CIO Anil Kakkar is heading up an ambitious transformation agenda at Escorts Kubota, in which the Indian multinational conglomerate seeks to reinvent its three traditional business lines: agricultural products and implements, construction equipment, and railway equipment and parts.
Kakkar and his IT teams are enlisting automation, machine learning, and AI to facilitate the transformation, which will require significant innovation, especially at the edge. For example, for its railway equipment business, Escorts Kubota produces IoT-based devices such as brakes and couplers.
“How can we make those products smarter by generating a lot of data? So that this data can be consumed by the railways to ensure there should not be a failure while that train is running,” says Kakkar, who recognizes that implementing AI and ML goes well beyond the technological underpinnings.
“When you start talking about AI, ML stuff, it touches almost every department of the organization and every user of the organization,” he says.
Given this broad scope, it would be easy to fall into the trap of adopting ad hoc projects across the business. Instead, Kakkar has created pillars each project must fall into: customer service, predictive maintenance, supply chain digitization, and personalized marketing.
Kubota has projects across these pillars in various stages of maturity, with some already live and some still in experimentation. Kakkar’s litmus test for pursuing a project depends on whether it has a clear purpose, goal, and measurable objectives. If all three are in place and there is visibility at the board level, Kakkar says the project will be readily funded.
AI in action
One such project that Escorts Kubota has pursued concerns personalized marketing. The company segments customers who visit its website into various profiles and then uses AI and ML to provide tailored agronomic advisory.
For example, a customer who peruses the offers on their website will primarily get communications around discount schemes. A customer who looks at different content, such as those relating to horsepower or implements, would be served different content.
“Then we are giving the USP [unique selling proposition] on how our products are suitable for their respective crops, what kind of horsepower they can use, and what kind of implement they should use to increase the yield of their crop,” says Kakkar.

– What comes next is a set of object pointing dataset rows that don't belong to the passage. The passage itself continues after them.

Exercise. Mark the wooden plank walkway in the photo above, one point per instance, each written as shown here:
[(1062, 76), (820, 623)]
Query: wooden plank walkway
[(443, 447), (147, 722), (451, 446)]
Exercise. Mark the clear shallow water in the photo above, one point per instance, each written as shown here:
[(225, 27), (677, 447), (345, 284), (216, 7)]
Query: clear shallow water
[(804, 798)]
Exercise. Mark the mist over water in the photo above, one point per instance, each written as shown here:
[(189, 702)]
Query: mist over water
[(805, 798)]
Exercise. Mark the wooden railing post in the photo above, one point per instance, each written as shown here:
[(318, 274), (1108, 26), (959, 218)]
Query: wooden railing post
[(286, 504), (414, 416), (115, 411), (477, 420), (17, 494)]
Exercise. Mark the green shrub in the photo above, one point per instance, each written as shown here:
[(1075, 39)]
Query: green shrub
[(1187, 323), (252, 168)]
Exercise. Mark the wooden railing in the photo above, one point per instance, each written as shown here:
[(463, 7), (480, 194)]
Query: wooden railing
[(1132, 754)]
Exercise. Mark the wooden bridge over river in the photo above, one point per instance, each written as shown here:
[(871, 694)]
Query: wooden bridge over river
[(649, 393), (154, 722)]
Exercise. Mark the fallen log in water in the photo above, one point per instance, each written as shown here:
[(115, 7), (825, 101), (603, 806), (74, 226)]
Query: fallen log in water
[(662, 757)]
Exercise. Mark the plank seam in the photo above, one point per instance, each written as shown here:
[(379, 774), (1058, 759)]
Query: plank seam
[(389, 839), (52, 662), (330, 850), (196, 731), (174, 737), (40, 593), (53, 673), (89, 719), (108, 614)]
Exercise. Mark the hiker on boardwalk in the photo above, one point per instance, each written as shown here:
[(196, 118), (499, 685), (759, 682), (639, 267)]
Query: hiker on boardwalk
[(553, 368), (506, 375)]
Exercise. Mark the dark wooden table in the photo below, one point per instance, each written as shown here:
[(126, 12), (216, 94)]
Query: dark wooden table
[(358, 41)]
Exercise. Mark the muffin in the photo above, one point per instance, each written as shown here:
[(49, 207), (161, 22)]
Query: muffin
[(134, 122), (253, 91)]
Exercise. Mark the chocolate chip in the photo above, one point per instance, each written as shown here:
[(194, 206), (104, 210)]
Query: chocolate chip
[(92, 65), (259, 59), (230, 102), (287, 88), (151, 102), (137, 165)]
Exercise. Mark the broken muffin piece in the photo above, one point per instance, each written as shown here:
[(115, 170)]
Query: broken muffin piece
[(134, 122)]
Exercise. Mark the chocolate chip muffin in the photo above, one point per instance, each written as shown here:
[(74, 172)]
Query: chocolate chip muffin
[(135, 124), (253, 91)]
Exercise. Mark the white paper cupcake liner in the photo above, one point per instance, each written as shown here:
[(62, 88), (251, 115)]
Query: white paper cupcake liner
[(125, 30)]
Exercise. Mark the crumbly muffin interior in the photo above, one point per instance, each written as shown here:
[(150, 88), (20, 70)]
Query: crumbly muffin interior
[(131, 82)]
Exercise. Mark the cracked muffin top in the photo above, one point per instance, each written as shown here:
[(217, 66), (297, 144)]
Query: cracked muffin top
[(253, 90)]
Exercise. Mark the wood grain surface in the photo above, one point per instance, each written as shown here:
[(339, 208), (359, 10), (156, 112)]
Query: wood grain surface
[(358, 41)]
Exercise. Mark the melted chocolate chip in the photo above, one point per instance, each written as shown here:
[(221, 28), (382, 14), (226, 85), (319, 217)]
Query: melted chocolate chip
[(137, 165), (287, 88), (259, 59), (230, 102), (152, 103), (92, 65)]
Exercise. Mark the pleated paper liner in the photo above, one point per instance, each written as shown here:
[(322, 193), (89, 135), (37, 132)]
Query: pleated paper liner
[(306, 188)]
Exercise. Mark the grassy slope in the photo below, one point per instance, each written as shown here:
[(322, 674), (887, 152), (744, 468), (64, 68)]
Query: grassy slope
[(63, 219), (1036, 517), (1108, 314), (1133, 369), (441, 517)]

This initiative currently uses static data, but Kakkar has bolder ambitions for its agronomic advisory. He says that it may start ingesting online data through IoT devices so that it can provide recommendations based on the actual conditions of its feed.
“So whether he needs to use pesticide, what could be the percentage, what is the soil condition, how they could use that, and what is their tractor uptime — how they can ensure the tractor is up and running during the peak season of their harvesting or maybe sowing season,” he says.
Never sell tech for the sake of tech
Kakkar also believes that AI, ML, and automation projects should be inclusive. “You need to ensure everybody understands what you are trying to do and be part of your project. Whether the role is small or big — they should be part of the project,” he says.
Escorts Kubota’s ecosystem of stakeholders includes the organizations they sell to and, just as critically, the end users of these products. Some stakeholders may not have a tech background and thus not immediately appreciate the need for cutting-edge technologies.
Kakkar structures its communication around two pillars. The first is based on how the solution will help them. For example, Kakkar says that they might share how a tool would free up time for higher-level analysis rather than losing time to routine, day-to-day operations.
The second involves mapping their business or career goals. “If someone would want them to be elevated to the next role, we tell them, ‘If this kind of model would help you to manage your job, then you could focus on the bigger role. You can take more responsibilities,’” he says.
Such messaging has its challenges. If a technology is good enough to fulfill a task, what stops it from taking over the rest of their work? “So they also have a fear of losing the job,” says Kakkar, concerns which are addressed through discussions with management and HR where they clarify that tech-enablement is the only goal, not workforce reduction.
Cleaning and defining your data
Once they are successful, Escorts Kubota can assist these stakeholders in adopting their solutions. For example, some of their potential customers use traditional digital dashboards as the legacy solution.
Kakkar says they are keeping this underlying technology the same.
“We are accumulating the data by creating the pipeline from all the sources, putting it into the data lake, and helping them to understand the unknown in the data, which they are not able to visualize by having the static database, static KPIs, or dashboards,” he says.
He points to data cleanliness as a major challenge in this workflow. “Because when you are ingesting the data from your legacy system, you need to ensure the integrity of the data,” Kakkar says.
A related challenge is that data must be labeled and defined consistently. Kakkar says that they created complete mapping access for everyone’s reference.
“We had created two-dimension mapping tables: source, target; so that the people would know, ‘Okay, if this is the source, how the data was coming, this is the target on the other side, and now how this has been converted,’” he says.
Although Escorts Kubota is still early in its AI, ML, and automation journey, Kakkar acknowledges that the human element will play the most crucial role. Because people are often hardwired to the status quo, Kakkar says that any project rightfully involves changing the mindset of the people involved.
“We need to do a little more homework, help them to visualize the technology, and how that can help them. And also how they could improve their business rather than just telling them, ‘This is the technology project they need to adopt,’” Kakkar says.